L’atto-software, pertanto, non elimina la discrezionalità in assoluto, cioè in relazione a tutti i singoli provvedimenti, ma solo in relazione ai casi già considerati, in quanto già allo stato ipotizzabili compiutamente ed a quelli identici.12


In sede di emanazione del singolo provvedimento l’uso del calcolatore e, quindi, l’emanazione dell’atto automatico sono, così, subordinati alla equivalenza del caso specifico venuto in essere a quelli già considerati in sede di programmazione e quindi di emanazione dell’atto-software. In caso di valutazione negativa, cioè di obiettiva originalità del caso nuovo, l’amministrazione non incontrerà alcun limite nel potere amministrativo già esercitato e potrà emanare un atto singolo non automatico, integrando nel contempo l’atto-software con un altro caso già considerato.




Giuseppe Chiàntera

1 F. Benvenuti, eccesso di potere per vizio della funzione, in Rassegna di Diritto Pubblico, p. 129.


2 U.Allegretti, l’imparzialità amministrativa, Padova, Cedam, p. 271.
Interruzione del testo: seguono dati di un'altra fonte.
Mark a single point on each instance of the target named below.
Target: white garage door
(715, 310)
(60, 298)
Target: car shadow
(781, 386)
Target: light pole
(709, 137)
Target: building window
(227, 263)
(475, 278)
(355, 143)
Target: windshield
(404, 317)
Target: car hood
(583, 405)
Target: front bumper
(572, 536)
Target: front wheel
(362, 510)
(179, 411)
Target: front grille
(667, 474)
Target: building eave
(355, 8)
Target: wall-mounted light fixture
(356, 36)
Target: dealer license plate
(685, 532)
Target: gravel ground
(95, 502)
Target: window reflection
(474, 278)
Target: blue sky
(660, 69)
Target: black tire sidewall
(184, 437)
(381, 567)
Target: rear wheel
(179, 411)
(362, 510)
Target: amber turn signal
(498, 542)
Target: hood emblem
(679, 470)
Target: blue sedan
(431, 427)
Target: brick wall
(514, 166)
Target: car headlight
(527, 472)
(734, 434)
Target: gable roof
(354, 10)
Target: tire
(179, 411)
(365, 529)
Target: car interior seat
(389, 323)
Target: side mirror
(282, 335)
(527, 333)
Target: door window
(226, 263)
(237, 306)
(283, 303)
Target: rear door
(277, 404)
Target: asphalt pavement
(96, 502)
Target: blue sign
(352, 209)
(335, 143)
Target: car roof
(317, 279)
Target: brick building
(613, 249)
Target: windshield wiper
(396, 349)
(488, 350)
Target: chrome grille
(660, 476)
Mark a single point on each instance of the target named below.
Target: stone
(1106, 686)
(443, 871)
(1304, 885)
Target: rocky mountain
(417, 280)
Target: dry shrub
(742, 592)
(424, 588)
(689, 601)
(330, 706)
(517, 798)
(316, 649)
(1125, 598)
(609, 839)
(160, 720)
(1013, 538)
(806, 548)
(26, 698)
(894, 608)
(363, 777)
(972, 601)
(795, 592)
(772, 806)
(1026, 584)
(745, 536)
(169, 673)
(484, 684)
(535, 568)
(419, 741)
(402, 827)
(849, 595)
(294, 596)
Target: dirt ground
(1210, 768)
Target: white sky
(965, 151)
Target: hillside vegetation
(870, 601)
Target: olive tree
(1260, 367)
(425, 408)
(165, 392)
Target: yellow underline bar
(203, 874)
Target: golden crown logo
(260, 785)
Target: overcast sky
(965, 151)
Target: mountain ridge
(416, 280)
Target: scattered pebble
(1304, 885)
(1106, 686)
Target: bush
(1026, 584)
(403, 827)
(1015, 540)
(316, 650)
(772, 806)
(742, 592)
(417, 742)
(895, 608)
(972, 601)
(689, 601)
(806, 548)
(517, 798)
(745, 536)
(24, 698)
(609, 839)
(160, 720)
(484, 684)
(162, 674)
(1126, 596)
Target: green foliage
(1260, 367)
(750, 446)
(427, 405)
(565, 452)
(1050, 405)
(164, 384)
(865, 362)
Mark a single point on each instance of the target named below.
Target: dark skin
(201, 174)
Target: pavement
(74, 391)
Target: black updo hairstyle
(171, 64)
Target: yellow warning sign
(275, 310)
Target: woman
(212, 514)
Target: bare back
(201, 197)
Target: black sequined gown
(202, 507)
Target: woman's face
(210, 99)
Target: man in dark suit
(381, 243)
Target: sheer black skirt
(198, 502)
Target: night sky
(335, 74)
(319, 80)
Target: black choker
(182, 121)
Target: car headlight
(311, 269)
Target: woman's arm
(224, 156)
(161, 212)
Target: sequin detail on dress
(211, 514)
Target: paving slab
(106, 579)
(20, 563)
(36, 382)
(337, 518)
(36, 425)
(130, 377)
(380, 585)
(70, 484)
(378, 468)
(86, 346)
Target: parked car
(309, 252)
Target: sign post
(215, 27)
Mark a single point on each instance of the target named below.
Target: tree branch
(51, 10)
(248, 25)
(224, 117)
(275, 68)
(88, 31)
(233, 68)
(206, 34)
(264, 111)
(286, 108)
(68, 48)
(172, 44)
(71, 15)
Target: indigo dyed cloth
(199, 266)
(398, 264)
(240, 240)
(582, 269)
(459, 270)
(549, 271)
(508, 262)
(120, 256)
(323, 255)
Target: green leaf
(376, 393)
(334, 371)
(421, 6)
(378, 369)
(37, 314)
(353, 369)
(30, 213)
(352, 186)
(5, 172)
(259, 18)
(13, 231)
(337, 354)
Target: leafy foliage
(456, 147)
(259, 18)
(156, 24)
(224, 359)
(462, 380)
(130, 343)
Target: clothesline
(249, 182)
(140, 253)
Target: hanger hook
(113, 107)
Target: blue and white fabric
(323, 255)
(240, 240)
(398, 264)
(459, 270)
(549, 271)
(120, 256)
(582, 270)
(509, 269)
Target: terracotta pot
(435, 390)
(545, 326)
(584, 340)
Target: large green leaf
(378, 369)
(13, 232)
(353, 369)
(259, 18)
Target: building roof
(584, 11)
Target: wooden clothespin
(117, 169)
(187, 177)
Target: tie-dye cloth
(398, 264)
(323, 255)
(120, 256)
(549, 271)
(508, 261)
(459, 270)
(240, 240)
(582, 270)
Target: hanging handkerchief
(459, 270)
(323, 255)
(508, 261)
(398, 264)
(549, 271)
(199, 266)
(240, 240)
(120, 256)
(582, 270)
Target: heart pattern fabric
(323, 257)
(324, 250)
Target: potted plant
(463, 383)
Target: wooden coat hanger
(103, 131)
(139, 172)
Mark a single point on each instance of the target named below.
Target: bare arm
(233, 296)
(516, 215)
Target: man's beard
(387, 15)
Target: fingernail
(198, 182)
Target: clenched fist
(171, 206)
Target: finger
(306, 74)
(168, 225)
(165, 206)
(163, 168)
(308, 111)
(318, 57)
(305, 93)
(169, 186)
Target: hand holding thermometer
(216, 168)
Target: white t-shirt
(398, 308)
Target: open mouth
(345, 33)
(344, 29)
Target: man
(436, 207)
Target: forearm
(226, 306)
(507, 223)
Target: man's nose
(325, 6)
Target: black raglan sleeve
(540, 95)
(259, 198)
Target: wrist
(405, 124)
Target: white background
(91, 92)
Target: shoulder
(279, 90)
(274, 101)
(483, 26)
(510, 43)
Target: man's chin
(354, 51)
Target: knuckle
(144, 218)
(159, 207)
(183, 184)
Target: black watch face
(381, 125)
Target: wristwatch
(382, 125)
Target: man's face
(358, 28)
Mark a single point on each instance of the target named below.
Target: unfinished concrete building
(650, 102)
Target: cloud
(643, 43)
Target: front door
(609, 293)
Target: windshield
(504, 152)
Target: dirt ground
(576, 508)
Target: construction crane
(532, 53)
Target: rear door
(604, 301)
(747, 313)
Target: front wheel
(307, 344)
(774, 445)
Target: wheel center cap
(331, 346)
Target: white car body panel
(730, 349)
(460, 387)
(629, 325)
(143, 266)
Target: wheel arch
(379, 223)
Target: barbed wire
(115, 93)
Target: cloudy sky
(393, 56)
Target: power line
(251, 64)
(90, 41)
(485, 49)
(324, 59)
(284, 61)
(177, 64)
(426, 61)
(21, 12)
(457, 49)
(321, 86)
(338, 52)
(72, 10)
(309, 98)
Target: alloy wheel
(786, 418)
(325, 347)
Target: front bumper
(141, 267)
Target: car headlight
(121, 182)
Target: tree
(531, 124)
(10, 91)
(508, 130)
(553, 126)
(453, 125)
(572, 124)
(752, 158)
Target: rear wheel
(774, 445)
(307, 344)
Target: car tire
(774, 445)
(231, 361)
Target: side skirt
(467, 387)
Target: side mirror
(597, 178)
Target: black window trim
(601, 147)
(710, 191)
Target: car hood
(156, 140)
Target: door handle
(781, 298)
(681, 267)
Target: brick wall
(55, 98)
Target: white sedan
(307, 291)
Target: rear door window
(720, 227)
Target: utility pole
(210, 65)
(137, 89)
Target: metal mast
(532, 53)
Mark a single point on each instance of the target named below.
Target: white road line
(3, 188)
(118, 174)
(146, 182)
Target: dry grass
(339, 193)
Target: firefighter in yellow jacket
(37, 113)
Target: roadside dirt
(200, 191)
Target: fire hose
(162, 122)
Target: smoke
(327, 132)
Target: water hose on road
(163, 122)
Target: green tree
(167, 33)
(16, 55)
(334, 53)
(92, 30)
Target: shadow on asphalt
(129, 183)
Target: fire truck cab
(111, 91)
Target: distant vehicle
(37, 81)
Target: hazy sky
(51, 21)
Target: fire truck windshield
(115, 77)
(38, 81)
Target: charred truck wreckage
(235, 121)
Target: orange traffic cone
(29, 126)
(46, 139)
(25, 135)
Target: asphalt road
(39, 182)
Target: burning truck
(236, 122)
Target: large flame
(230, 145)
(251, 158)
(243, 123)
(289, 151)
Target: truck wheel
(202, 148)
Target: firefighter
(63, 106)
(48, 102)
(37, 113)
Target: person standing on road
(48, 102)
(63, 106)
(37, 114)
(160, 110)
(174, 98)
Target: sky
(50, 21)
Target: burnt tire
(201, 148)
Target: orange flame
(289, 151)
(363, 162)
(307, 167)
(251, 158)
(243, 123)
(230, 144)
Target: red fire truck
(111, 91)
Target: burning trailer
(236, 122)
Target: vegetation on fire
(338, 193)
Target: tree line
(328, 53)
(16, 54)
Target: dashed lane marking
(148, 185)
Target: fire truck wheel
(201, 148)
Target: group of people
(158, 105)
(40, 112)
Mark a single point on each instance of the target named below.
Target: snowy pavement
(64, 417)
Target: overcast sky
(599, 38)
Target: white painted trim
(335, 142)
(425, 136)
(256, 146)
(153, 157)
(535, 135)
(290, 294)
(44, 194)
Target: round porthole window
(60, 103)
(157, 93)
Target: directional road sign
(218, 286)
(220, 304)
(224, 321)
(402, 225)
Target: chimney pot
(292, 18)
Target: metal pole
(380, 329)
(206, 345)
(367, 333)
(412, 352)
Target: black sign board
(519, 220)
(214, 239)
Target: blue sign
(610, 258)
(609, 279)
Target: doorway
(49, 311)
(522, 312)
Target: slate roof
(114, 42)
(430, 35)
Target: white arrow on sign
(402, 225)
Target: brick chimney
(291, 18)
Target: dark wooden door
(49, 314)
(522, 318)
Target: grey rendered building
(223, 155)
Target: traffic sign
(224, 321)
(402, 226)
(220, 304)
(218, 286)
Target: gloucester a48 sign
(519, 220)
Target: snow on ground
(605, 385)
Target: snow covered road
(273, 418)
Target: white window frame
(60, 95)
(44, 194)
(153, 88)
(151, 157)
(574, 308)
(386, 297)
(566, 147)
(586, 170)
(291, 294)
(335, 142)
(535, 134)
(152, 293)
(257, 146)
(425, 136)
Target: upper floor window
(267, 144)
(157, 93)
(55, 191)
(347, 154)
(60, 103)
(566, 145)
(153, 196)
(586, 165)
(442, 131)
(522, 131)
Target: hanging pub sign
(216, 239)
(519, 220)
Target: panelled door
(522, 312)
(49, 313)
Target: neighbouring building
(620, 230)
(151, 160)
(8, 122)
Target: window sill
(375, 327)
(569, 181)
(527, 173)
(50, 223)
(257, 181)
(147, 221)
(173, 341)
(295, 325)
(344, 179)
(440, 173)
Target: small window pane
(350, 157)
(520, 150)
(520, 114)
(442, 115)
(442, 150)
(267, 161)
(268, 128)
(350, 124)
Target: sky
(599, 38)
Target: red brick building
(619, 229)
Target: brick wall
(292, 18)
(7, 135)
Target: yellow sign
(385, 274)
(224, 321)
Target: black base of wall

3 G. Pastori, La procedura amministrativa, Milano, pp. 61-62.

4 F. Caringella, Nuovi percorsi monografici di diritto amministrativo, Simone, pag. 605.

5 U. Fantigrossi, Automazione e Pubblica Amministrazione, il Mulino pp. 51 ss..


6 R. Galli – D. Galli, Corso di Diritto Amministrativo, Padova Cedam, p. 809.

7 F. De Luca, Informatica e pubblica amministrazione (spunti di indagine), in Il diritto delle radiodiffusioni e delle telecomunicazioni, 1980, p. 298.


8 A. Masucci, L’atto amministrativo elettronico, Napoli, Jovine, 1989, pp. 42 e ss.

9 R. Galli – D. Galli – op. cit., pag. 813.

10 Consiglio di Stato sez. V, sent. n. 27 del 28/1/1977.

11 R. Galli – D. Galli – op. cit., pag. 645.


12 U. Fantigrassi, op. cit. pag. 94.